そう反省する時は大体、やっちゃってからなんだっていつも思う。
ほら、よく聞くでしょう? 後悔っていうのは後に悔いるから後悔なんだって。
自分の部屋って気楽でいい!
だけど、これはやっちゃいけなかった。
誰もいないから、ついやっちゃったけど……嫌なことがあると爪を噛んでしまうのは前世のあたしのクセだ。
「あーあ、最近綺麗になってたのに」
冒険者をしなくなって、貴族のご令嬢なんだからってお手入れをしっかりするように言われて渡された道具を使って磨き上げた指先がまたやり直し!

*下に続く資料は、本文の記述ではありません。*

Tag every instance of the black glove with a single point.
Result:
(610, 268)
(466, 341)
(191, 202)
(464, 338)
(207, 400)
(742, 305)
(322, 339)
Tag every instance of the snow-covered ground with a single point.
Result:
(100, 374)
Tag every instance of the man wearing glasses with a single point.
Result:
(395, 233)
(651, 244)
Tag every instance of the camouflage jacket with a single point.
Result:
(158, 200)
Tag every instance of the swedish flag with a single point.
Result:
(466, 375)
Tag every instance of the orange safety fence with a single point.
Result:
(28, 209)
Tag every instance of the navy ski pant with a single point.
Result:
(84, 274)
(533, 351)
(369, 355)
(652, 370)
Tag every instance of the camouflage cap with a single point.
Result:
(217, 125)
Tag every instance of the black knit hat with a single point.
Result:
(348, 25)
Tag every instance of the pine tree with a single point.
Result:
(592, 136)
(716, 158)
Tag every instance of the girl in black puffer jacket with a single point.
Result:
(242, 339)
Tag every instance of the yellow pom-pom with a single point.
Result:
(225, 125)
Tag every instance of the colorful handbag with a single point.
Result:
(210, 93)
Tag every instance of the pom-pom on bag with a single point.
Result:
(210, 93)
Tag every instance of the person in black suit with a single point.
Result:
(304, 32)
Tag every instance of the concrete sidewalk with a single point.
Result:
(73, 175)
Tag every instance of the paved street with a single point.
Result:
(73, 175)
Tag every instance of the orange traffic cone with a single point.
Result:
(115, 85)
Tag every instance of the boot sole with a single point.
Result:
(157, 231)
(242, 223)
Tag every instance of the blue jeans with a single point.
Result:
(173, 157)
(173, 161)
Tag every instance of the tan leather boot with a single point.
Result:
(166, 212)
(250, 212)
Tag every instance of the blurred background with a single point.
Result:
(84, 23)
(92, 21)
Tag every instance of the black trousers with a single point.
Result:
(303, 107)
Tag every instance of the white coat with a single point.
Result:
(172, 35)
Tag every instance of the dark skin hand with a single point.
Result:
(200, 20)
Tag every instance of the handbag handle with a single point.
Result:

教育係の人に気付かれたら手入れをサボってたのかってまた言われちゃう。めんどくさいなあ、もう。
最近ほんと、ツイてないなあ。
王城内の情報を聞こうにもエーレンは辺境にお嫁に行くとかワケわかんないこと言い出したし、ハンスさんは相変わらずあたしのこと可愛いって褒めてくれるけど王城には招待してくれなくなっちゃったし……。
学園生活がスタートするまでの我慢とは思っていたけど、こうもめんどくさい階級社会と勉強勉強勉強の生活にはもううんざり!!
……とはいえ、これはあたしが選んだ道。
ヒロイン・ミュリエッタとして選ぶべき道で、多分これが正解なはずなんだよね。幸せになるための最短ルートのはずなんだよね。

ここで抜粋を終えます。